As a musician, I am most concerned with audio quality, and I've been most satisfied in listening to music I've made myself. Of course, opportunities for making music while in transit are somewhat limited; limited in fact to those real sounds I can make with either the sound-making organs of my person and only in those physical spaces where such sound-making is socially tolerated (whistling, walking; cycling, singing; elevator, humming) or those sounds that I make in my head all the time, and disturb none other than me. My play lists, while virtual, have no memory restrictions other than my own, and my ability to shuffle repertoire, as well as manipulate the sound files themselves is virtually unrestricted. Try this one: "me for song a sing Man Tambourine Mr., Hey." In short, the audio quality is fine.


I see poorly, so I will not comment on the image making and rendering capacity of my non-iPhone experience, but I believe that I have not suffered any eye-strain due to my non-iPhone use.

I'm a fairly big guy, 6'4" and a bit, and then minus a bit for slouching, with fingers designed, via many generations of natural selection, for farming rather than more delicate tasks. I have had no difficulties in not manipulating the small virtual keys on my absent iPhone, a minor triumph of user-interface engineering.

I've been very pleased not to have entered into any wireless service contract for an iPhone. I have not been locked into an exclusive contract with a born-again telecommunications behemoth. Billing has been elegantly managed and I have had no problems with waiting on standby for service inquiries. All non-answers to my absent questions about the service have been appropriate, correct, and brief.

Not having an iPhone has coincided nicely with the fact that I've had several very pleasant conversations with friends and loved ones, in comfortable and chosen settings. I've even video-chatted with a friend from the comfort of my studio (thus demonstrating that I'm not entirely a luddite). I have not been called in the underground, or on my bike, or while performing ablutions, nor have I called other from any of these environs, thus neither suffering bad connections or potentially embarrassing (if not dangerous) situations.

On the whole, a satisfactory experience.

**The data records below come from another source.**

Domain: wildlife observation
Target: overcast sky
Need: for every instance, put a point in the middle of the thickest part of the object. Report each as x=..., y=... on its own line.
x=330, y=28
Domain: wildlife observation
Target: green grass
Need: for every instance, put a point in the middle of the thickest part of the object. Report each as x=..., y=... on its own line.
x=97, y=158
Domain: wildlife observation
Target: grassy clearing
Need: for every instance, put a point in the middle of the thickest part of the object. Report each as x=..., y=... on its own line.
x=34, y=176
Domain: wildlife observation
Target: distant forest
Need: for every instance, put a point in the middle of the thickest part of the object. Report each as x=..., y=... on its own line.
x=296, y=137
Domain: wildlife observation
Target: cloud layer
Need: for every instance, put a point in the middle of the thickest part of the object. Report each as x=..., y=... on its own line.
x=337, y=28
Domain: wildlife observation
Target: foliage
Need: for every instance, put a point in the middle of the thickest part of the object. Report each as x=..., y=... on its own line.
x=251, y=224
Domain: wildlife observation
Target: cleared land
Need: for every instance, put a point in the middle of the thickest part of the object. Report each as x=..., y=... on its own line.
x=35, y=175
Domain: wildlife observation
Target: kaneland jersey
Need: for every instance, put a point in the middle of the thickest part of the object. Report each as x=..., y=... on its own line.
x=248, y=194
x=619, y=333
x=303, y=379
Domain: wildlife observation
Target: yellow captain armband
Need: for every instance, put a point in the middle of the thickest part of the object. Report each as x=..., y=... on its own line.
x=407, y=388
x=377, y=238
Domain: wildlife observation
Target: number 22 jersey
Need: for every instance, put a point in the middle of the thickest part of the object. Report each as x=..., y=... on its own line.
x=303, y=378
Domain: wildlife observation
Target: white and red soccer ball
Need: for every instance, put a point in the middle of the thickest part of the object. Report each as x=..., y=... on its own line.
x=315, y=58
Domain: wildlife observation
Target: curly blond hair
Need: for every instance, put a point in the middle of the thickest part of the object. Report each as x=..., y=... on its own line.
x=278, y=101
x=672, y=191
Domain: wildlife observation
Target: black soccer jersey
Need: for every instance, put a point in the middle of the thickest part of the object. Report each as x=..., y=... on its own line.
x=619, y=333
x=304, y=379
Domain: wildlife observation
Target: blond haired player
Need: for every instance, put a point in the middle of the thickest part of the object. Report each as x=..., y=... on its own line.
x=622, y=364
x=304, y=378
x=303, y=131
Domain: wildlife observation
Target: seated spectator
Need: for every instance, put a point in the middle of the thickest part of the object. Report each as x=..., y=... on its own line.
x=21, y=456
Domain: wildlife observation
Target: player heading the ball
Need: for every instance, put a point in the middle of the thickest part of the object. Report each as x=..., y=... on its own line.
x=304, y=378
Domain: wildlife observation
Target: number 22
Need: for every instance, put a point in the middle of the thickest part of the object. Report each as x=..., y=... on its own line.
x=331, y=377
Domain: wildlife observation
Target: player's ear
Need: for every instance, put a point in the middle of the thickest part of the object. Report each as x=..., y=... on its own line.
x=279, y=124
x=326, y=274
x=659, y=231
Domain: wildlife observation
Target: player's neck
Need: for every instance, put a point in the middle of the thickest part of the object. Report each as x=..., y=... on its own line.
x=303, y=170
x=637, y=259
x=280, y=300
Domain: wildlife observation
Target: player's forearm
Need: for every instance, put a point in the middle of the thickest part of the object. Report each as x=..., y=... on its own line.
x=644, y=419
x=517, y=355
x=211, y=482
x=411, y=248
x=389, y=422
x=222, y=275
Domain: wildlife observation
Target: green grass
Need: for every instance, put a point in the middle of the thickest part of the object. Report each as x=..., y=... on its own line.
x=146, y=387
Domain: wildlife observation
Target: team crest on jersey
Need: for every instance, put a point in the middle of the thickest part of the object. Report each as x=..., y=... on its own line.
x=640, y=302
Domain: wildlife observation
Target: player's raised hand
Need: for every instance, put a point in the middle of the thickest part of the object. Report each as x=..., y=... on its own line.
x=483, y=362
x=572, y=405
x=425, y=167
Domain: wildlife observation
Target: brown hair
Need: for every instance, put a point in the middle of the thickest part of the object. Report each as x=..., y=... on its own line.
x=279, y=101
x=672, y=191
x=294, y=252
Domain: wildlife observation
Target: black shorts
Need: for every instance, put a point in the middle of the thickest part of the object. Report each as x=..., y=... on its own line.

Not owning an iPhone has been both a bargain and a pleasure. Indeed, I can even say that since my non-adoption of an iPhone, my sensory and communicative experiences have been enhanced, if only due to the awareness I now bring to those experiences knowing now that I can and, indeed, do have them without either the mediation or cost of an iPhone. Thank you Apple, for enhancing my life.

2 comments:

Elaine Fine said...

I'm also really enjoying not having an iPhone, and I do believe that not owning will continue to make my life better. Thanks for this very enjoyable post.

Civic Center said...

I don't even have a cell phone and don't particularly want one, but my partner is what is known in the marketing trade as an Early Adopter, and the iPhone entered our apartment on the first evening. Seeing my photoblog while walking down the sidewalk and being able to split two fingers apart to see a picture full frame and then squeezing the two fingers down to read the text struck me as purely magical. And finally, somebody has designed an interface where simplicity is king.

So though I'm not going to buy one, the thing is definitely not overhyped.